From China comes A Spray of Plum Blossoms (Yi jian mei), based on Shakespeare's Two Gentlemen of Verona and set in the 1930s. The duke is a warlord and his daughter's ladies-in-waiting are military police. Accompanied by Donald Sosin on piano and presented with both Mandarin and English intertitles (July 16th, 2pm).

The expressionistic film Rotaie, from Italy's late silent period, follows two very poor lovers on their spending spree after they find a wallet in a train station. Presented with Italian intertitles accompanied by a live English translation and Stephen Horne on the piano (July 16th, 6pm).
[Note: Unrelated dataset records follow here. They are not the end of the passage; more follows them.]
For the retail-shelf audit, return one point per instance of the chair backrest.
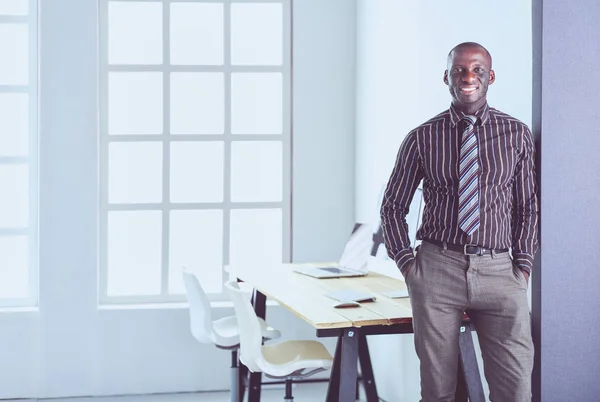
(249, 327)
(200, 315)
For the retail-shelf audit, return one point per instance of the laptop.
(354, 260)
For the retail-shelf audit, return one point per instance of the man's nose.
(468, 76)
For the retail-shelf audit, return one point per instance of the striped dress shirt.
(507, 186)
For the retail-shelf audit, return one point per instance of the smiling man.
(479, 233)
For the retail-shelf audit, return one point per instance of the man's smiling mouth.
(468, 90)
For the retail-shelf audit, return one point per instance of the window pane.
(134, 252)
(14, 124)
(135, 103)
(14, 7)
(196, 241)
(196, 33)
(135, 33)
(14, 269)
(14, 48)
(256, 236)
(256, 171)
(135, 172)
(14, 202)
(256, 34)
(256, 103)
(197, 171)
(197, 103)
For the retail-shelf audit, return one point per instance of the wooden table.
(306, 297)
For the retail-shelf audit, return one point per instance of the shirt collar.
(483, 115)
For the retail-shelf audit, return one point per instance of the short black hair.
(469, 44)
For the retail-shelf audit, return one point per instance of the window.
(195, 143)
(18, 153)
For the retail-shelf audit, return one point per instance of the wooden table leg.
(468, 369)
(334, 379)
(366, 369)
(348, 365)
(259, 301)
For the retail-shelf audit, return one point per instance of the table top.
(306, 296)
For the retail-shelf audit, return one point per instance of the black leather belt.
(467, 249)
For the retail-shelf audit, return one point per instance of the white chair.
(223, 333)
(288, 360)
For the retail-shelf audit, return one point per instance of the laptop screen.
(357, 250)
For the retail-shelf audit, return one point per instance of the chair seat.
(227, 332)
(289, 357)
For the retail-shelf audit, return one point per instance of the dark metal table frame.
(352, 350)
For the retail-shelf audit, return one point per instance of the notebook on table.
(354, 259)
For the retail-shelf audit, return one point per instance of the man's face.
(468, 76)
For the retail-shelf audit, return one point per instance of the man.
(478, 232)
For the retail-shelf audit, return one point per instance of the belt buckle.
(479, 249)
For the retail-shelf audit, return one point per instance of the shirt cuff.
(404, 259)
(524, 261)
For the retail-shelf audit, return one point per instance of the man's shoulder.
(442, 117)
(497, 116)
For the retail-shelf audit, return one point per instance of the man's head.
(468, 75)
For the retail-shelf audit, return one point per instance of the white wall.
(71, 348)
(401, 58)
(324, 55)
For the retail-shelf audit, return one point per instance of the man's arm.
(525, 207)
(399, 192)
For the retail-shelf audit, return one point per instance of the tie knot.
(469, 119)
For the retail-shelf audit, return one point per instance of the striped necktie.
(468, 184)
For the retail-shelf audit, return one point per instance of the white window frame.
(227, 137)
(31, 160)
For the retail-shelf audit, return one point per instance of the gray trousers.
(444, 284)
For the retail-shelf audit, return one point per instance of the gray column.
(566, 123)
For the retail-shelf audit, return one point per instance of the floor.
(311, 392)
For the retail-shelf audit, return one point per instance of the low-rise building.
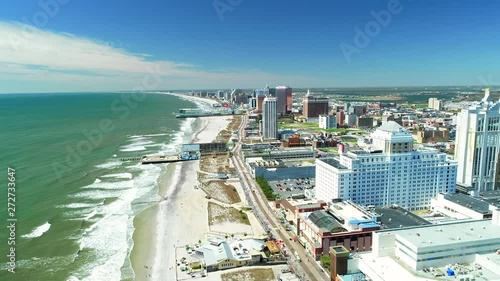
(219, 254)
(461, 206)
(328, 122)
(433, 135)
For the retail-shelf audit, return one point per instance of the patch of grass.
(219, 214)
(223, 192)
(254, 274)
(266, 188)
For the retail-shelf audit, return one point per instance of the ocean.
(75, 198)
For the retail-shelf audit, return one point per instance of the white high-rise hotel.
(269, 118)
(477, 146)
(389, 172)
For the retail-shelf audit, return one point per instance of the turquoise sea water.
(75, 200)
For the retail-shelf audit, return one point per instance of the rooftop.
(451, 233)
(472, 203)
(333, 162)
(397, 217)
(325, 221)
(391, 126)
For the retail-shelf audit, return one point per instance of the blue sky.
(90, 45)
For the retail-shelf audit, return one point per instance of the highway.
(307, 268)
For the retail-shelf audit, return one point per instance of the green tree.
(325, 262)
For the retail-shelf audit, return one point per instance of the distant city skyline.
(56, 46)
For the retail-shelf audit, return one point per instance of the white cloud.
(31, 54)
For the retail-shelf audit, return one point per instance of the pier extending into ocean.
(191, 151)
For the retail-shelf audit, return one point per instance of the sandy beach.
(183, 217)
(180, 202)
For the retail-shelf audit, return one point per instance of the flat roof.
(468, 202)
(397, 217)
(333, 162)
(389, 269)
(347, 211)
(490, 194)
(451, 233)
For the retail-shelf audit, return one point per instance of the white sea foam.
(130, 148)
(119, 176)
(90, 215)
(38, 231)
(78, 205)
(96, 194)
(113, 185)
(111, 164)
(156, 135)
(110, 235)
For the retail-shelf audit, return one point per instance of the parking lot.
(291, 188)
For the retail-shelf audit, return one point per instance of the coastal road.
(307, 269)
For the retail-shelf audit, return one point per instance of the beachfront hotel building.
(284, 99)
(313, 107)
(269, 118)
(389, 172)
(327, 122)
(463, 250)
(477, 146)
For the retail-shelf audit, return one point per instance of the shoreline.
(150, 254)
(183, 218)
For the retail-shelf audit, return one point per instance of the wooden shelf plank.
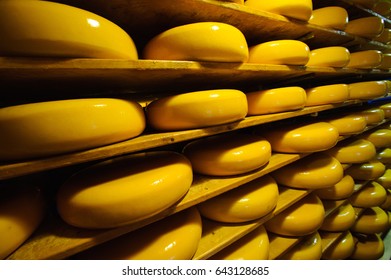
(148, 141)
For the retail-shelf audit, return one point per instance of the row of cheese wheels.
(83, 201)
(50, 128)
(89, 35)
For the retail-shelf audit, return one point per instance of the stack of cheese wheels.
(302, 218)
(197, 109)
(330, 17)
(276, 100)
(48, 29)
(301, 138)
(247, 202)
(310, 248)
(368, 90)
(342, 249)
(124, 190)
(348, 124)
(200, 41)
(298, 9)
(316, 171)
(55, 127)
(327, 94)
(367, 59)
(226, 155)
(329, 57)
(253, 246)
(353, 151)
(281, 52)
(369, 247)
(342, 219)
(341, 190)
(368, 27)
(173, 238)
(22, 208)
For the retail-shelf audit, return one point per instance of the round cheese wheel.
(367, 90)
(341, 190)
(22, 208)
(276, 100)
(55, 127)
(252, 246)
(48, 29)
(329, 57)
(327, 94)
(316, 171)
(370, 247)
(342, 219)
(245, 203)
(200, 41)
(331, 17)
(349, 124)
(197, 109)
(341, 249)
(380, 138)
(353, 151)
(302, 138)
(173, 238)
(366, 171)
(385, 179)
(298, 9)
(124, 190)
(225, 155)
(282, 52)
(310, 248)
(368, 27)
(365, 59)
(302, 218)
(372, 220)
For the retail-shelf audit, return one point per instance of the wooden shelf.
(143, 142)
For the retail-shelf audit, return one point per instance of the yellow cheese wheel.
(197, 109)
(349, 124)
(381, 138)
(252, 246)
(316, 171)
(47, 29)
(372, 220)
(341, 190)
(367, 90)
(341, 249)
(329, 57)
(173, 238)
(302, 138)
(330, 17)
(302, 218)
(200, 41)
(283, 52)
(369, 247)
(327, 94)
(298, 9)
(342, 219)
(367, 59)
(371, 170)
(385, 179)
(275, 100)
(22, 208)
(245, 203)
(55, 127)
(228, 154)
(368, 27)
(310, 248)
(124, 190)
(353, 151)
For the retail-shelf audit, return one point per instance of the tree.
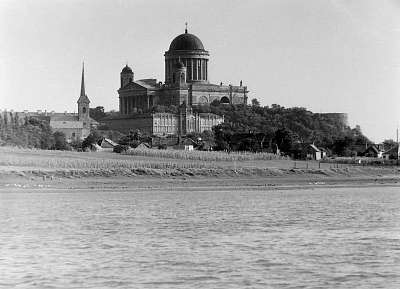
(93, 138)
(60, 142)
(97, 113)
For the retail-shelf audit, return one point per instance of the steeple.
(83, 80)
(83, 102)
(83, 97)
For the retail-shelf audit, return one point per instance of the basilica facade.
(186, 85)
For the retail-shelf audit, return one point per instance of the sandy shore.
(11, 181)
(23, 169)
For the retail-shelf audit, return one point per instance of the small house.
(372, 151)
(392, 153)
(187, 145)
(108, 144)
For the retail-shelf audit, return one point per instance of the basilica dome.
(126, 69)
(186, 41)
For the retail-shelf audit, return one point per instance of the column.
(191, 69)
(206, 69)
(200, 72)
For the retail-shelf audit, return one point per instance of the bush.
(60, 142)
(121, 148)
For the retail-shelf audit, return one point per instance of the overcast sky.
(327, 56)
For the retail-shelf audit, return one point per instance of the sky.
(324, 55)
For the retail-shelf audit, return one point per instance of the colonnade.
(196, 69)
(127, 105)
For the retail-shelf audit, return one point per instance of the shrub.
(120, 148)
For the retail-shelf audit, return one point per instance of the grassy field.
(154, 159)
(42, 163)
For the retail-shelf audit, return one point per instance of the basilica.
(186, 85)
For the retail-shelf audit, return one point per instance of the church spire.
(83, 97)
(83, 80)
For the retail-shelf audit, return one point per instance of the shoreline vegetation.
(30, 168)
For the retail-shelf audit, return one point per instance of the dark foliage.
(29, 132)
(120, 148)
(256, 128)
(93, 138)
(97, 113)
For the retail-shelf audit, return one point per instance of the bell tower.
(83, 102)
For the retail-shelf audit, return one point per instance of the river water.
(310, 238)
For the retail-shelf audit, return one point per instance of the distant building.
(75, 126)
(311, 152)
(186, 85)
(392, 153)
(373, 151)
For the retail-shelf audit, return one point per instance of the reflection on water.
(322, 238)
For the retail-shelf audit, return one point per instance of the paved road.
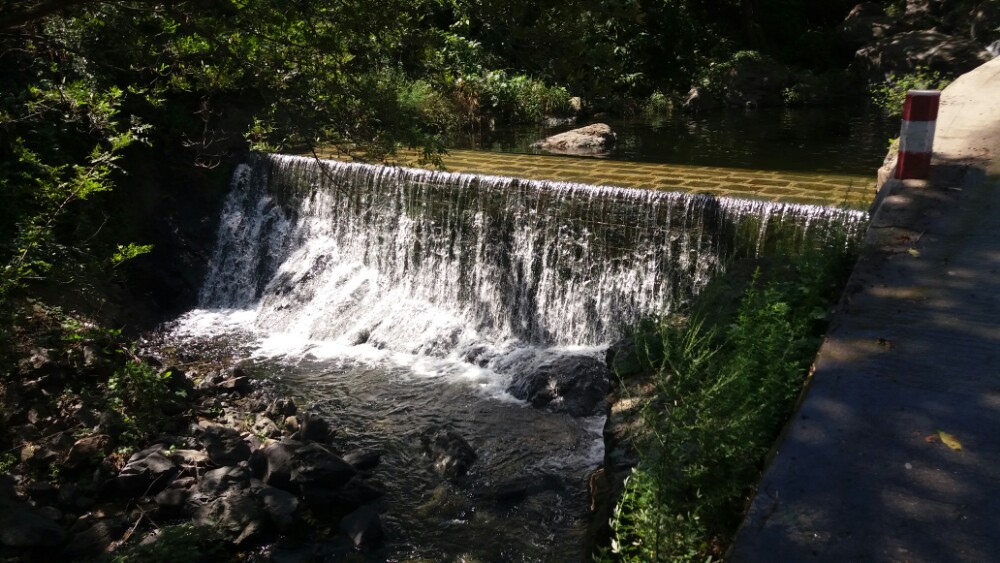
(864, 472)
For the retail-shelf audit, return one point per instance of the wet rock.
(264, 426)
(335, 502)
(20, 526)
(218, 481)
(291, 424)
(237, 514)
(95, 540)
(314, 465)
(39, 455)
(904, 52)
(281, 507)
(279, 463)
(7, 485)
(363, 460)
(451, 455)
(623, 360)
(146, 475)
(313, 427)
(42, 492)
(573, 383)
(594, 138)
(280, 409)
(521, 487)
(51, 512)
(88, 449)
(363, 527)
(224, 446)
(171, 502)
(190, 458)
(77, 497)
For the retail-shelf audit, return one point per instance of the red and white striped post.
(916, 139)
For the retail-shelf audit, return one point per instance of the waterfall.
(429, 262)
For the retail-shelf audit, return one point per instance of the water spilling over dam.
(394, 298)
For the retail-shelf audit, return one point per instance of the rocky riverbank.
(218, 462)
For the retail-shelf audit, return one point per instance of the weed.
(723, 390)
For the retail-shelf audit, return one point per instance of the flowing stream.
(396, 300)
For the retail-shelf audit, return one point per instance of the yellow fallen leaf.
(950, 441)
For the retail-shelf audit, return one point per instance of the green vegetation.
(723, 383)
(183, 543)
(890, 94)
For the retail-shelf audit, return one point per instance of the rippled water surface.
(524, 499)
(807, 140)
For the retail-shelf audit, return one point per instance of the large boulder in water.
(574, 383)
(451, 454)
(905, 52)
(591, 139)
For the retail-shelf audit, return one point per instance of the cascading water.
(399, 298)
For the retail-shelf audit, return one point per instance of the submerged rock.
(363, 527)
(22, 527)
(585, 140)
(451, 455)
(576, 384)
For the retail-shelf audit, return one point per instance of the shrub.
(722, 393)
(891, 94)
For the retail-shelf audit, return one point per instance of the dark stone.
(51, 512)
(7, 486)
(171, 502)
(521, 487)
(364, 460)
(363, 527)
(451, 455)
(86, 450)
(96, 539)
(264, 426)
(280, 409)
(218, 481)
(279, 463)
(595, 138)
(147, 475)
(905, 52)
(258, 463)
(573, 383)
(339, 501)
(315, 465)
(237, 514)
(313, 427)
(42, 492)
(177, 381)
(224, 446)
(281, 507)
(22, 527)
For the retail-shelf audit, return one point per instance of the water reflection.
(815, 140)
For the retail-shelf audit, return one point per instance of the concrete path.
(870, 468)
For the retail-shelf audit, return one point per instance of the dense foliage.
(723, 383)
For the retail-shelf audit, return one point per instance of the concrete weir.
(894, 453)
(852, 191)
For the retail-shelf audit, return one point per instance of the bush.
(137, 392)
(891, 94)
(512, 99)
(722, 393)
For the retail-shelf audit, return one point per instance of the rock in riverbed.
(591, 139)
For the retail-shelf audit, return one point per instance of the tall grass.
(723, 389)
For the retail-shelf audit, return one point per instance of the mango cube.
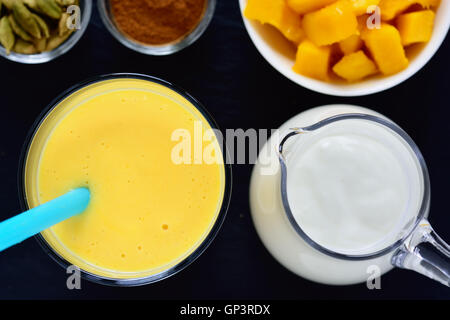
(305, 6)
(355, 66)
(385, 45)
(392, 8)
(312, 61)
(360, 6)
(351, 44)
(277, 14)
(416, 27)
(331, 24)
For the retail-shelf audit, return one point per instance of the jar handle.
(426, 253)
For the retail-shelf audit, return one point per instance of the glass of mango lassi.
(149, 216)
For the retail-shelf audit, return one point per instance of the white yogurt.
(352, 186)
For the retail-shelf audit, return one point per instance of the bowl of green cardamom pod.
(38, 31)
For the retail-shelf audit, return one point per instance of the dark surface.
(226, 73)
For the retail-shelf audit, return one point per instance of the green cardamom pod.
(18, 30)
(50, 8)
(7, 38)
(24, 47)
(45, 30)
(56, 41)
(25, 19)
(62, 26)
(40, 44)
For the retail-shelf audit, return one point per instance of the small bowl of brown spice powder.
(156, 27)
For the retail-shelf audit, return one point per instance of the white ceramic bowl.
(280, 54)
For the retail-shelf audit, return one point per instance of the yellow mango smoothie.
(147, 213)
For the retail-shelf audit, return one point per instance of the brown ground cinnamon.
(157, 21)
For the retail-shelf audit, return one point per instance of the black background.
(226, 73)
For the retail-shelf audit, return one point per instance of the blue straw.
(31, 222)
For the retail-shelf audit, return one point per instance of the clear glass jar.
(134, 279)
(155, 50)
(86, 12)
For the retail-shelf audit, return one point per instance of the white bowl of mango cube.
(410, 33)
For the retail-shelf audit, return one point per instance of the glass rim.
(157, 50)
(66, 46)
(426, 198)
(193, 255)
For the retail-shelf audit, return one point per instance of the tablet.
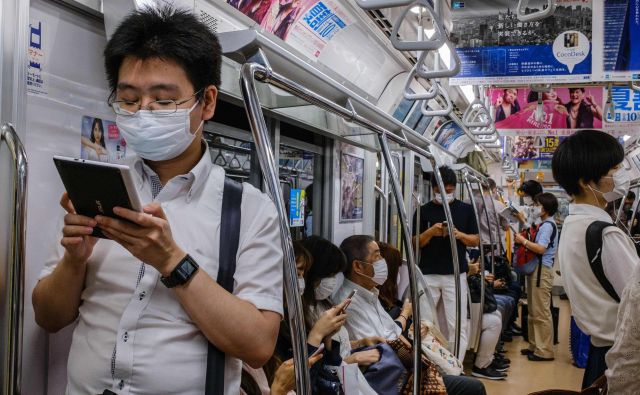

Hδxan: Witchcraft Through the Ages from Sweden uses a series of dramatic reenactments to conjecture that the witches of the Middle Ages suffered the same hysteria as turn-of-the-century psychiatric patients (July 17th, 9:30pm).

Academy Award winner Pete Docter, who directed such Pixar hits as Monsters, Inc. and Up, appears on stage with Leonard Maltin to talk about the comedic shorts he selected for the program The Big Business of Short, Funny Films, which includes The Cook starring silent standouts Fatty Arbuckle and Buster Keaton (July 17th, 10am).

The festival's educational programs are compelling for anyone fascinated by the filmmaking process. Variations on a Theme highlights the efforts behind composing music for silent films, and all festival musicians will participate (July 17th, noon).

Two free Amazing Tales from the Archives programs use film clips and slides to expose the heartbreaking state of most silent films that have not yet been restored. It's never a pretty sight to see unique, often unidentified films deteriorating on their reels. Happily, not all is lost: several international film repatriation projects are helping to preserve American silent films that have been unseen for decades (July 16th, 11:30am; July 18th, 10am).